La decisione non esamina, infatti, e non risponde ai rilievi decisivi della ricorrente che nel contratto, titolato "preliminare di compravendita", il corrispettivo del trasferimento del terreno era stato qualificato come prezzo e quantificato in complessive L. 800.000.000, ricomprendendo la permuta di immobili del valore di L. 400.000.000 tra le modalità del suo pagamento, e che la clausola manoscritta in calce al contratto, secondo cui l'acquirente poteva monetizzare i beni da permutare alla data prevista per la loro consegna, lasciava intendere, che la cessione di beni in natura era stata prevista dalle parti per motivi di opportunità del compratore e non per un significativo interesse dei venditori all'acquisto degli immobili.

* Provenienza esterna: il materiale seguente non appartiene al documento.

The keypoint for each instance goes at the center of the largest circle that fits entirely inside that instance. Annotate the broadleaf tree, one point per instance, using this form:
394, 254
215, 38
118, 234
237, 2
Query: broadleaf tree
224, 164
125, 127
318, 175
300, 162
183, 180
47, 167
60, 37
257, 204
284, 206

Circostanza, quest'ultima, che poteva trovare riscontro nella quantificazione della superficie degli appartamenti e nell'indicazione del valore unitario di detta superficie, nella genericità del riferimento alla loro inclusione tra quelli contornati di blu nella planimetria allegata al contratto, nella possibilità di una loro modifica da parte dell'acquirente o dei venditori e nella stessa mancata sottoscrizione dell'allegato C, che, negata dalla sentenza la natura di minuta, o puntuazione, riconosciuta dal giudice di primo grado, non avrebbe potuto essere recuperata quale motivo di nullità del contratto senza una disamina della possibilità di attribuire a tale circostanza, in virtù del principio di conservazione del negozio giuridico sancito dall'articolo 1367 c.c., il valore sintomatico, unitamente alle altre elencate, di una volontà delle parti di ritenere sufficiente ai fini dell'individuabilità della prestazione la ricomprensione degli immobili nel genus limitatum costituito dagli appartamenti che sarebbero stati ricavati dalla ristrutturazione e di rimettere al momento dell'adempimento la concreta individuazione della prestazione, considerata la facoltà di scelta che le parti si erano riservata, quella attribuita al debitore dall'art. 1286 c.c., comma 1, e, eventualmente, l'opzione monetaria riconosciuta all'acquirente.

Alla fondatezza dei motivi di ricorso attinenti al vizio di motivazione in ordine alla qualificazione del contratto ed alla determinabilità del suo oggetto segue la cassazione con rinvio della sentenza impugnata, anche per le spese del giudizio di legittimità, con assorbimento della questione relativa alla natura alternativa o facoltativa dell'obbligazione del pagamento dell'equivalente in denaro.

P.Q.M.

Accoglie il ricorso e cassa la sentenza impugnata con rinvio, anche per le spese, ad altra sezione della Corte di Appello di Brescia.

Così deciso in Roma, il 27 febbraio 2007.

Depositato in Cancelleria il 16 aprile 2007.